Peppe Valerioti era il segretario della sezione del Pci. Quando una lupara lo colpì si trovava in un ristorante del vibonese insieme ai suoi compagni per festeggiare la vittoria appena ottenuta alle elezioni amministrative. La ‘Ndrangheta aveva deciso di colpirlo proprio quella notte perché aveva capito che il Partito Comunista rappresentava l’argine che si frapponeva al proprio tentativo di impadronirsi delle assemblee elettive e delle istituzioni.

“Infiltrandosi e governando la Cosa Pubblica, infatti, le famiglie mafiose avrebbero avuto in mano un potere immenso che avrebbe permesso loro di intercettare e accumulare le ingenti risorse di denaro pubblico destinate a quel territorio.
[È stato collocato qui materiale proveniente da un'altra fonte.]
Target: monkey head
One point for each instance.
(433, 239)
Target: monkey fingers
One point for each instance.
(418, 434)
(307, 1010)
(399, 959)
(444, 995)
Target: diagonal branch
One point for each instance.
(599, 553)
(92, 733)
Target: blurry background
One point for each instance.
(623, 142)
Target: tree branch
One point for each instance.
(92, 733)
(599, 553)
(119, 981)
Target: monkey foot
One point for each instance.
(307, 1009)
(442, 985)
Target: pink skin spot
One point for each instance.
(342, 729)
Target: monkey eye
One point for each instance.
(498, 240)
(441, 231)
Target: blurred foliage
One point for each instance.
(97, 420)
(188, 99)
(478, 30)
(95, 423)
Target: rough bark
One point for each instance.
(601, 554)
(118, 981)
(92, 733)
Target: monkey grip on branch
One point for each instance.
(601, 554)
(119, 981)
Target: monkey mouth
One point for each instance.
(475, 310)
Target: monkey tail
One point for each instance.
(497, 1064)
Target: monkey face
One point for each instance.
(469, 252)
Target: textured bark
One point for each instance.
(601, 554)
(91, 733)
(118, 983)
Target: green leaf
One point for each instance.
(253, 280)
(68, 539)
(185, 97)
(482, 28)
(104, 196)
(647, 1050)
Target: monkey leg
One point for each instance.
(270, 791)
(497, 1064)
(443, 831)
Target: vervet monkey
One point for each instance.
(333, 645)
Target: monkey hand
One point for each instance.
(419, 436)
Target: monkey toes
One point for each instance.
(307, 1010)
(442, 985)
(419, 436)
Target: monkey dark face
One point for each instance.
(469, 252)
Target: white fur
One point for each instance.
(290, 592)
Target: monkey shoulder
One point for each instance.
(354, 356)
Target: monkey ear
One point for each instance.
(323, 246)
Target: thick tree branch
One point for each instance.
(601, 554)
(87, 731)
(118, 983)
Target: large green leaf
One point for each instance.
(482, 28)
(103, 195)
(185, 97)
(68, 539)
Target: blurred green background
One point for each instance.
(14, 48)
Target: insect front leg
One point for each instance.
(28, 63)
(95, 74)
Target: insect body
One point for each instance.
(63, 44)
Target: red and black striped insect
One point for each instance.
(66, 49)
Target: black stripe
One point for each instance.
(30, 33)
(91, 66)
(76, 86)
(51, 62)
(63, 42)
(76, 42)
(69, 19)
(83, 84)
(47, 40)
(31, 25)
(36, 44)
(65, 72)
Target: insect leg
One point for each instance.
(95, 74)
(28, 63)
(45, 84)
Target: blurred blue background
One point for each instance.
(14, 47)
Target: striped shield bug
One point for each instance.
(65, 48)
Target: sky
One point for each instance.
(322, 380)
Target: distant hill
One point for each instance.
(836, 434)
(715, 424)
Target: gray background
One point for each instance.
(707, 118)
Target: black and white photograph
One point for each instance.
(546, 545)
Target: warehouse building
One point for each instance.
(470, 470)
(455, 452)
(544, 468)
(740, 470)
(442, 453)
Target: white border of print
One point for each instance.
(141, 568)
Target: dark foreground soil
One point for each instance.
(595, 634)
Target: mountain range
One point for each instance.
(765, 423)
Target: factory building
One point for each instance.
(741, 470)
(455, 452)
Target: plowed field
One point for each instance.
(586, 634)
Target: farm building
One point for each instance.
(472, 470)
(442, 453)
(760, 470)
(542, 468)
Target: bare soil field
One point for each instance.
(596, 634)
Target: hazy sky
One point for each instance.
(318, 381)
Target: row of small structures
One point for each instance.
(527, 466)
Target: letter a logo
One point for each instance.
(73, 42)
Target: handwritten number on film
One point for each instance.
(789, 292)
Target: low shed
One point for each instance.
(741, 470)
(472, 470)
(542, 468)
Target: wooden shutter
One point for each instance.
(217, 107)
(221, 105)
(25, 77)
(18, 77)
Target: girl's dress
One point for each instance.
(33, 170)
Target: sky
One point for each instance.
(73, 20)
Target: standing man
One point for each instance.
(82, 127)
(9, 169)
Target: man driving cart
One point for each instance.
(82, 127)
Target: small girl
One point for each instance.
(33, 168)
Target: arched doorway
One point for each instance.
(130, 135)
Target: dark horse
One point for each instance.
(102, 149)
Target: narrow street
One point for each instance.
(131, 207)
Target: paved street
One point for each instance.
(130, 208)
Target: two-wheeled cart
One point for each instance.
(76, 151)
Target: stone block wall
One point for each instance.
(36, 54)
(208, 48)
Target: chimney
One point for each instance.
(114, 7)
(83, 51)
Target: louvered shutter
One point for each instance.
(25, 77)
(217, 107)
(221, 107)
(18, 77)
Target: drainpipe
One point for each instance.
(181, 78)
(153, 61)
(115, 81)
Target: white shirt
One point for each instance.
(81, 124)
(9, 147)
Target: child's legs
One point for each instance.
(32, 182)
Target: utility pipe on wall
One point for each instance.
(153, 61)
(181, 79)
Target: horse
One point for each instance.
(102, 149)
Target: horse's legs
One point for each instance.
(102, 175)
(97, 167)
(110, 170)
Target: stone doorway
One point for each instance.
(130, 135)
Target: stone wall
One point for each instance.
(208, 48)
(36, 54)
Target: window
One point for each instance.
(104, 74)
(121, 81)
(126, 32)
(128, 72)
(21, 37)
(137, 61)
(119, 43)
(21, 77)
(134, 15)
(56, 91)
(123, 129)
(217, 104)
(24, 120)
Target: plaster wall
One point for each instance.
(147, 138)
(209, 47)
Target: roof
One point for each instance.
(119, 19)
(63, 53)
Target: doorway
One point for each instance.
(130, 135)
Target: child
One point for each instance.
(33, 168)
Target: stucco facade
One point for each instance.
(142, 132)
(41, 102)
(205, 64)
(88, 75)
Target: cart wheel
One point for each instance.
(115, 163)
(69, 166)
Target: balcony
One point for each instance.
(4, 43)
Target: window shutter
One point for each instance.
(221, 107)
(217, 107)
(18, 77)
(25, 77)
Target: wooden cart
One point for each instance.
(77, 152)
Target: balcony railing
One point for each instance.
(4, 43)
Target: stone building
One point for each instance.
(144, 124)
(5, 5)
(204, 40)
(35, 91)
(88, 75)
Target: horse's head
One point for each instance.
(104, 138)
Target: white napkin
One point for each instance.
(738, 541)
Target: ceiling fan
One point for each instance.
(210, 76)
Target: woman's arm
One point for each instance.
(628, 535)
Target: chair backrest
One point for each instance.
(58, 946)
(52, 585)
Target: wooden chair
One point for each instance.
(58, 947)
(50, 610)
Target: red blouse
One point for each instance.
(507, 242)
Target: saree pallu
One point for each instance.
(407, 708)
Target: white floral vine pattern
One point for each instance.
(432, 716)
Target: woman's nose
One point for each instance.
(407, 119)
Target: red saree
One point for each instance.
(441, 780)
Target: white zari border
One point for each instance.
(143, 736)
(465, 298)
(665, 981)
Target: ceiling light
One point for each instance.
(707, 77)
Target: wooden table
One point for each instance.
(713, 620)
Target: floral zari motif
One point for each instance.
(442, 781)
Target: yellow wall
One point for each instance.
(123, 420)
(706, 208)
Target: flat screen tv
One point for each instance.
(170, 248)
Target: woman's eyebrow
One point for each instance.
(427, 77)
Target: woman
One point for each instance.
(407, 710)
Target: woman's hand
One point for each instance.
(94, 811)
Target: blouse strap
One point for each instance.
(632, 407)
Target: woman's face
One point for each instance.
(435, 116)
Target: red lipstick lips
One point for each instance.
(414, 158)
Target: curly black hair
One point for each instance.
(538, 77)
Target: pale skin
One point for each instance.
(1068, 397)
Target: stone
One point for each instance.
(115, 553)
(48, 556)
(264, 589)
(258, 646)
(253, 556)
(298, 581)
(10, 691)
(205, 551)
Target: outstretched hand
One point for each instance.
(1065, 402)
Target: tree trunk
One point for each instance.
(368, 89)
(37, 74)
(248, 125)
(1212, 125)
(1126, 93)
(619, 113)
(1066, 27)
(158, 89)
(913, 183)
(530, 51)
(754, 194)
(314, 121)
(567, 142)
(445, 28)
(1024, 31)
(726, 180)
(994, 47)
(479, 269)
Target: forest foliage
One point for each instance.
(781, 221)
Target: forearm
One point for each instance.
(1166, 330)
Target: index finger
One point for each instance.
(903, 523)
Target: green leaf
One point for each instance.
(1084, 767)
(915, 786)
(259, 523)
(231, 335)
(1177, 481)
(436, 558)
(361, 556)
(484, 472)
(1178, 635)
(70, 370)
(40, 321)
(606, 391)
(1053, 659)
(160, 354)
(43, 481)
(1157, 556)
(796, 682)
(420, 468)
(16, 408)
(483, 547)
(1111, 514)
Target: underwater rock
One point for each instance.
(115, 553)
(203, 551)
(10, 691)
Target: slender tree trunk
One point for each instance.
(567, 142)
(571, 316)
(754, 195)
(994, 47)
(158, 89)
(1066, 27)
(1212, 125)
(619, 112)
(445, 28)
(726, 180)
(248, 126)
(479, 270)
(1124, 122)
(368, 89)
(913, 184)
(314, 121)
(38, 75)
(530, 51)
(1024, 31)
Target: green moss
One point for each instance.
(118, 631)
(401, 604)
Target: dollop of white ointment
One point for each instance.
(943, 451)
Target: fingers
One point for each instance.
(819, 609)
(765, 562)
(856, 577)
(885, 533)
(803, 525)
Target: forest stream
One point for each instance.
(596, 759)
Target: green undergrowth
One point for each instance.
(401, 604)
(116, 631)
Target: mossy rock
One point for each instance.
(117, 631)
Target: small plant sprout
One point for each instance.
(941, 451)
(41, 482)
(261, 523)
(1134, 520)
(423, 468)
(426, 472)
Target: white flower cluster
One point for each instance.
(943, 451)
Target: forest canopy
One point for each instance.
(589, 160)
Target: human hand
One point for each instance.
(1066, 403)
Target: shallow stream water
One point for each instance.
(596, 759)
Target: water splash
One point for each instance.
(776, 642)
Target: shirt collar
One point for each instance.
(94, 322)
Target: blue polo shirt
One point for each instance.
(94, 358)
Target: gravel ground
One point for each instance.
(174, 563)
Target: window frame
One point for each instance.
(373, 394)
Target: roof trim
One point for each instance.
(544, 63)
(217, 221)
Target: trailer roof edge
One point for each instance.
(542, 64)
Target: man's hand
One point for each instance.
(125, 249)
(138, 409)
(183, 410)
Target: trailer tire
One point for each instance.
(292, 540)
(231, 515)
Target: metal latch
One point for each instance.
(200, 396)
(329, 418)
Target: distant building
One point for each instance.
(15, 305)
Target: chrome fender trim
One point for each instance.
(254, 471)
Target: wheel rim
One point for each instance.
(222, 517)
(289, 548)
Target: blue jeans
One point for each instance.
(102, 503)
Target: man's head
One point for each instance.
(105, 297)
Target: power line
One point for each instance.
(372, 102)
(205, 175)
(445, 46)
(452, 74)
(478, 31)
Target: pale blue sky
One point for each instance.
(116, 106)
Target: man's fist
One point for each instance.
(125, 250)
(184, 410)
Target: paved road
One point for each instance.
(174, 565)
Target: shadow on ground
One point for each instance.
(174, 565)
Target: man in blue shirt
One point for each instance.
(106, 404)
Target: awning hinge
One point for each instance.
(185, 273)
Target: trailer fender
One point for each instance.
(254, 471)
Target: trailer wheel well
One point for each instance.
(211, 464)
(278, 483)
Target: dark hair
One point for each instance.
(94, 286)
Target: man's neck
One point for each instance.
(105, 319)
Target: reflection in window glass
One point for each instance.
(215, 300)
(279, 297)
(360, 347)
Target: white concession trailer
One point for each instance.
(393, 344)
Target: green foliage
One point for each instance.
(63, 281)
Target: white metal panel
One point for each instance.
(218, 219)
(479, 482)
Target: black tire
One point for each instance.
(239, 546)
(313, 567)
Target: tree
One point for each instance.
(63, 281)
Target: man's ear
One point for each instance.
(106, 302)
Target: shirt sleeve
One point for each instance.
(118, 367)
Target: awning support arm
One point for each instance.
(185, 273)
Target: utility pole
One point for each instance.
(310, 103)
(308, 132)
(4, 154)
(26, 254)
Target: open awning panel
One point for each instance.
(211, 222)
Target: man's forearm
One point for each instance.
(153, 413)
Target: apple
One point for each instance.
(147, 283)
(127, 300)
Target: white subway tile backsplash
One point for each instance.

All’indomani dell’omicidio il sindaco annunciò che si trattava di un fatto di donne che nulla aveva a che fare con la mafia: un depistaggio che funzionò e che non permise di individuare i mandanti” – racconta Ciconte.

Giovannino Losardo era invece il segretario capo della Procura paolana ed esponente del Pci. Per la sua morte fu accusato in qualità di mandante Franco Muto, noto come il “Re del pesce” di Cetraro. Nonostante il processo vedesse alla sbarra altri quattro imputati, tutto si concluse con un nulla di fatto.

Era chiaro, in entrambi i casi, che la mafia volle uccidere per tentare di porre fine alle denunce portate avanti dal partito verso gli interessi criminali nell’utilizzo dei fondi pubblici. 

“Il 1980 è l’anno in cui la ‘ndrangheta dall’era premoderna si catapulta in quella moderna: capisce di aver bisogno di entrare nei consigli comunali candidando i propri rappresentanti e inizia a slegarsi dal mondo agricolo per abbandonare il suo aspetto folkloristico e diventare impresa. 

Non era più frutto di arretratezza, ma si apriva alla modernità”.

Su cosa fosse la ‘Ndrangheta iniziarono a interrogarsi e scontrarsi il Pci e il Psi prima, la Chiesa e la magistratura poi.

Le conseguenze di ciò che avvenne altro non sono che quello cui assistiamo ancora oggi: l’egemonia inarrestabile dell’organizzazione mafiosa calabrese.